Mientras cenamos un chico joven pasa un par de veces a recoger restos, a limpiar las mesas adyacentes, cuando hemos acabado, vacía las bandejas y deja la mesa limpia para el próximo servicio. Hace un trabajo espléndido, detallista, acaba bien todo lo que empieza. Lo hace concentrado y contento de trabajar, orgulloso de su trabajo. A punto de cerrar el local, recoge una bolsa con un par de hamburguesas y se sube en un scooter, rumbo al suburbio más allá de Queens. Apuro mi último trago de cerveza, me subo el cuello del abrigo mientras miro pasar un enorme coche de bomberos.
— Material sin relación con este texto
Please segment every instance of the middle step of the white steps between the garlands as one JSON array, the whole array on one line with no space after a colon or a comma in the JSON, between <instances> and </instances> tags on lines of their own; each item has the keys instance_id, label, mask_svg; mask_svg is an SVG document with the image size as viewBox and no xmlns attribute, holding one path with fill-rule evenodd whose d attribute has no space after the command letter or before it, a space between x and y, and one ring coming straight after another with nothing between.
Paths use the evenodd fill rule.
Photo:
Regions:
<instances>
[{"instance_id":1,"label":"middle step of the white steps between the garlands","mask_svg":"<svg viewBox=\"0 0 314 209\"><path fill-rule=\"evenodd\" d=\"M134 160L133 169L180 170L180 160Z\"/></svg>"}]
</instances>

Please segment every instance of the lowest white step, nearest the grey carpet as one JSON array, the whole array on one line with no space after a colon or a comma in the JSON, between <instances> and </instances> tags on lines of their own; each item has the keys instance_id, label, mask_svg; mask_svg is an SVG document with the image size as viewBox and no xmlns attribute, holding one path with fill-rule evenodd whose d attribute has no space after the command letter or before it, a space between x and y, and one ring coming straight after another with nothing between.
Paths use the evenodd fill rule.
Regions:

Los gemidos de las sirenas se propagan por las calles como el láser en una fibra óptica y acompañan, durante un buen rato, nuestro paseo al hotel.

Goodburger
Manhattan- 636 Lexington Ave, New York, NY 10022, USA
Tlf: (212) 838-6000

4 comentarios:

Lena dijo...

N.Y es de rituales...hay algo que siempre que voy es de impajaritable urgencia:

Ir a comer ostras en el Oyster Bar de Grand Central Station.

Si vas, acuerdate de mí un poquito...!

Enjoy!

Carlos dijo...

A tu salud, Lena.

Anónimo dijo...

Un diez para tu blog. No entiendo como, siendo tan bueno, tu blog no rebosa de entradas y comentarios. Soy de los que aguardan en la sombra, y de los que, si algo ponen, lo hacen desde el anonimato, pero desde aquí te animo a que no desfallezcas, creo que somos más de los que piensas los que disfrutamos simplemente leyéndote sin entrar en discusiones absurdas y comentarios polémicos. Los que entendemos que arte y hostelería en muchas ocasiones van de la mano. Un fuerte saludo para tí junto con la petición de que sigas deleitándonos con tu pluma y el arte con el que acostumbras a acompañar todas tus entradas.

Carlos dijo...

Gracias Anónimo. El número no es importante. Si tú has disfrutado leyendo y yo lo he disfrutado escribiéndolo, el objetivo está largamente cumplido.